Models pre-trained to learn to identify states through self-supervised learning can be fine-tuned to predict canonical sleep tasks on downstream tasks with limited labeled data. Dots mark fine-tuning experiments where the SSL model achieved above-chance performance. Asterisks mark tests where the SSL model performed above chance and outperformed both baseline models.

3.6 SSL Pre-Trained Models Autonomously Capture the Gross Structure of Sleep

The strong performance of the SSL model on downstream sleep-stage classification tasks, even when fine-tuned on as few as 25 overnights, indicates that its autonomously learned representation of sleep inherently captures the overarching physiological structure that underpins traditional sleep staging systems. To further substantiate this, we conducted a high-level comparative analysis using two benchmark datasets (Dreem and Sleep-EDF). Data from these corpora were projected through both the SSL-pretrained model and the supervised sleep-scoring baseline model prior to fine-tuning. The resulting transformer model embeddings for each epoch were visualized using a two-dimensional t-Distributed Stochastic Neighbor Embedding (t-SNE; van der Maaten & Hinton, 2008). Figure 7 presents these visualizations side-by-side, organized according to their respective ground-truth sleep stage annotations. The visualization reveals notable similarities in the global sleep structure learned independently by both models. This clearly demonstrates that the SSL model autonomously captures the primary physiological distinctions underlying traditional sleep stages, without explicit reliance on sleep-stage labels during pre-training. This, in turn, confirms that the SSL-derived sleep states indeed align closely at a gross level with established sleep stages, while also highlighting the additional, nuanced structure identified by the SSL methodology.

Fig. 7.

t-SNE visualization of EEG (Dreem data) reveals that models pre-trained using SSL methods learn a global structure of sleep similar to that learned by models trained to predict sleep stages using supervised methods, despite the absence of any sleep-stage labels in SSL pre-training. A similar pattern of results was obtained from this analysis when run on the Sleep-EDF dataset.

4. Discussion

This study demonstrates the significant potential of leveraging self-supervised learning (SSL) techniques, specifically using Foundation Models (FMs), to derive more nuanced, physiologically meaningful representations of sleep structure from EEG data. Traditional sleep staging methods, while still crucial to the practice of modern sleep medicine, remain limited by inherent subjectivity, low temporal resolution, and coarse categorization, neglecting subtle and continuous variations within sleep stages. The SSL approaches utilized here address many of these limitations by autonomously identifying more complex structure from sleep data, which provides enhanced predictive capabilities for multiple clinical and cognitive health metrics.

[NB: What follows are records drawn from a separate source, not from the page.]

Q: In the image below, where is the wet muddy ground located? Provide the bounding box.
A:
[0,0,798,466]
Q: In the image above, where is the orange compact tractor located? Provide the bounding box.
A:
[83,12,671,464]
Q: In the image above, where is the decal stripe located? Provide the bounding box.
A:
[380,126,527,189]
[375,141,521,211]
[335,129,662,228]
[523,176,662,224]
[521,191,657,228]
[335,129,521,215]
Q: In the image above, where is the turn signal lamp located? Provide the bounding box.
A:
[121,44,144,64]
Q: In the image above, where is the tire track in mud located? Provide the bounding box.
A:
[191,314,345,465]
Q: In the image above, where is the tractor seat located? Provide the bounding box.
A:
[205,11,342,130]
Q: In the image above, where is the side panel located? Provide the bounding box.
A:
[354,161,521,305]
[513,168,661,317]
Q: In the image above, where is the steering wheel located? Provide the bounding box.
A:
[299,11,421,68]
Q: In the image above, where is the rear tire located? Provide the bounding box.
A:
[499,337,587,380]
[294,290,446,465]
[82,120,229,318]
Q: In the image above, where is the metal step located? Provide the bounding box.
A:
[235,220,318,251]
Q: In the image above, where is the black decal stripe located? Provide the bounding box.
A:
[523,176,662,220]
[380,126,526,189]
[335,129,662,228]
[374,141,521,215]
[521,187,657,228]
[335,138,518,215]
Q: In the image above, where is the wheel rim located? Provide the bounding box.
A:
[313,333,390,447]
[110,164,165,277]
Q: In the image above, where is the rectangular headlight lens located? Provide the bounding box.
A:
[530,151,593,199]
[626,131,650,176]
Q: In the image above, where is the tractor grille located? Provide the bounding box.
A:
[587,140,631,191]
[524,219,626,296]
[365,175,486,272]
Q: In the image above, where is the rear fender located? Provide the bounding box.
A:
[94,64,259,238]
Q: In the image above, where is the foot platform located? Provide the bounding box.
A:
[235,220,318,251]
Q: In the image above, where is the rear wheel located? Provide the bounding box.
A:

A growing body of prior work has begun to explore self-supervised learning (SSL) methods to train foundation models specifically for sleep data. These have predominantly concentrated on replicating traditional sleep stages (Fox et al., 2025) or involved limited baseline comparisons (Thapa et al., 2024). Consequently, the full potential of SSL-trained foundation models relative to traditional supervised sleep-stage classifiers has remained underexplored. To our knowledge, this study provides the first thorough evaluation comparing an SSL-based sleep foundation model directly against a strong supervised baseline model fine-tuned explicitly for traditional five-class sleep stage classification across various downstream prediction tasks. Additionally, this research represents the most extensive exploration thus far into fine-tuning supervised sleep-stage classification models for tasks extending beyond sleep staging itself. We demonstrate that fine-tuned supervised sleep-stage classifiers effectively handle several downstream tasks, often outperforming models trained directly from scratch. Specifically, supervised models showed above-chance performance on multiple tasks, including age prediction, sex classification, and HAM-D prediction. Our analyses nevertheless demonstrate that self-supervised pre-training provides advantages over fine-tuned sleep-stage classifiers, as it facilitates the learning of flexible, generalizable representations that not only capture the broad physiological structure of sleep but also incorporate additional clinically relevant features, significantly enhancing performance on various downstream tasks. Taken together, these results not only reinforce prior findings that SSL models are effective for downstream sleep-stage classification (Fox et al., 2025) and related tasks (Thapa et al., 2024), but also expand upon prior work by assessing performance in cognitive and mood-related areas, supported by robust baseline comparisons with traditional supervised methods.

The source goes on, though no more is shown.